HUMANIST LIVING | State-Mandated Addiction Recovery and Race

This is the first in a series of articles this month about alcohol and addiction that are part of the American Humanist Association’s Dry January Challenge.


I spent more than ten years of my life sitting across from my affirming and highly skilled psychologist, Dr. Susan Clemons. Each session we sifted through the relational and environmental trauma I’d endured as early as the first three years of my life. Dr. Clemons, now retired, was an expert at cognitive and dialectical behavior therapy. Her acumen was critical to address the onslaught of ruminations I brought to every session. “But what if I am an alcoholic and I’m just fooling you,” I asked pointedly as she modeled slow and deep breathing. Dr. Clemons would give a slight grin and she would begin cognitive restructuring. It always started with a reminder of my history: “Jasmine, remember that you were forced to attend Alateen meetings when you were still an adolescent… this has led to cognitive distortion regarding alcohol and drugs…” I saw alcoholics and addicts everywhere, all the time, and especially when I was under intense stress. When my environment was overstimulating and my fight or flight response was activated, I would experience a deluge of intrusive thoughts about alcohol and drugs. The cognitive distortions socialized into me by state-mandated Alateen mixed with Evangelical religious indoctrination and became fodder for the obsessive compulsive components of the disordered behaviors I dealt with in my twenties.

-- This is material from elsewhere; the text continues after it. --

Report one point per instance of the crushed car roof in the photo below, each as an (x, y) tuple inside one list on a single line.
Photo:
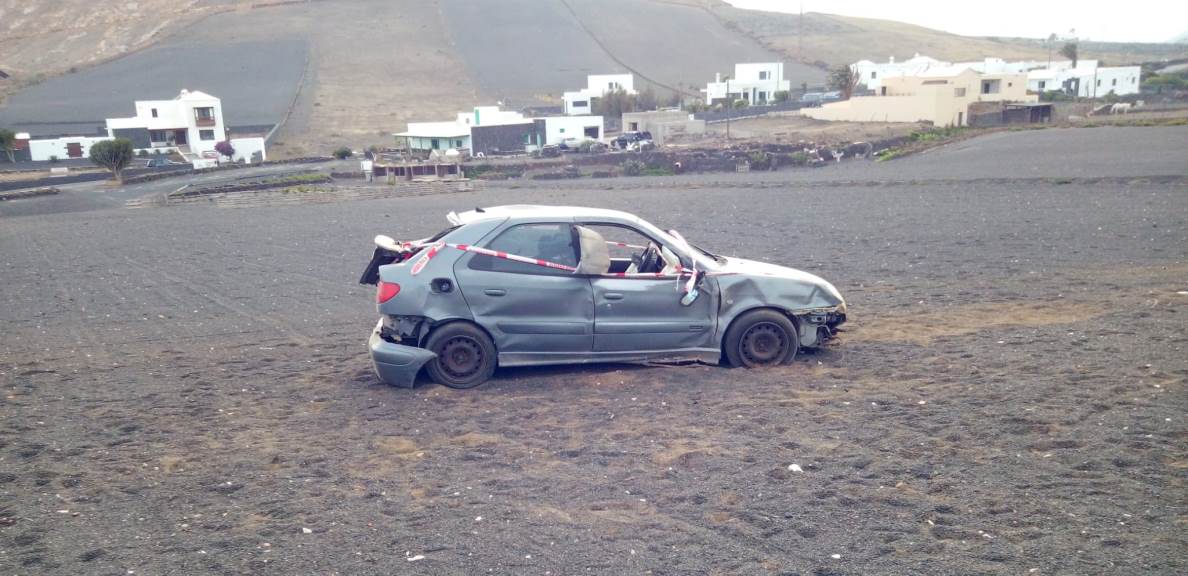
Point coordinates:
[(536, 210)]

My first Alateen meeting was court mandated. My father, a retired United States Army veteran who served in the Vietnam war, dealt with intense substance misuse disorders since before my birth. He arrived home from the brutality of the Vietnam war with intense and complex post traumatic stress disorder. With no social or psychological safety nets for veterans, especially working poor, African American veterans, my father found relief in cannabis, narcotics, and alcohol. By my sixth birthday he began to display severe substance-induced schizoaffective behaviors. The criminalization of his mental illness, along with the crime of being too poor to register his vehicle he needed to get to his job, resulted in multiple arrests. During one of his court hearings, he was offered a deal: plead guilty for his crimes and accept a mandated family sobriety program. He would be required, along with his wife and children to attend the “12 Step Program” with Alcoholics Anonymous. Knowing another prison sentence would keep him from financially supporting our already impoverished house, he accepted the deal. My father attended A.A., my mother attended Al-Anon (for partners of alcoholics), and my brother (barely 6 years old) and I attended Alateen. For a full year my father would have his sponsor sign the form proving our faithful attendance and return it to his parole officers. On top of the Judeo-Christian undertones of the meetings, our interracial family struggled with underlying norms of white supremacy, classism, and ableism embedded in the A.A. culture

I began drinking alcohol in my mid-twenties under the supervision of my psychologist as a form of exposure therapy. Prior to the completion of exposure therapy, I would drink alcohol and have a panic attack from the triggering effect and intrusive thoughts. I lived in terror that one drink, just as I was taught in Alateen, would turn me into an alcoholic who would destroy my life and the lives of others. On the other side of healing, I understand how inappropriate and harmful it is for states to mandate recovery and sobriety programs and refuse to allow for culturally responsive and non-religious options. Dr. Clemon’s excellent therapeutic care helped me to understand how being taught that my father and I were powerless to this “family disease” created fear-based schema and hypervigilance in an already traumatized child. I have spent the better part of my life rebuilding a sense of agency and empowerment that does not revolve around being the child of an alcoholic. I’ve swapped curiosity and compassionate self-inquiry for judgment, adaptability for rigidity and control.  Many humanists have deconstructed from their social and religious indoctrination, but struggle to rebuild new thought patterns and behaviors.

This January I’ve participated in the American Humanists Association’s Dry January Challenge to bring awareness to non-religious options for recovery and sobriety. On the 18th of January, I hosted a discussion with Khadi A. Oluwatoyin (founder of Sober Black Girls Club) and Joe Gerstein (humanist and founder of SMART Recovery). We explored the nuances and intersections of addiction across race, class, and gender and trouble normative beliefs about addiction that shape so much about our society.

Humanist solutions can and do transform human problems.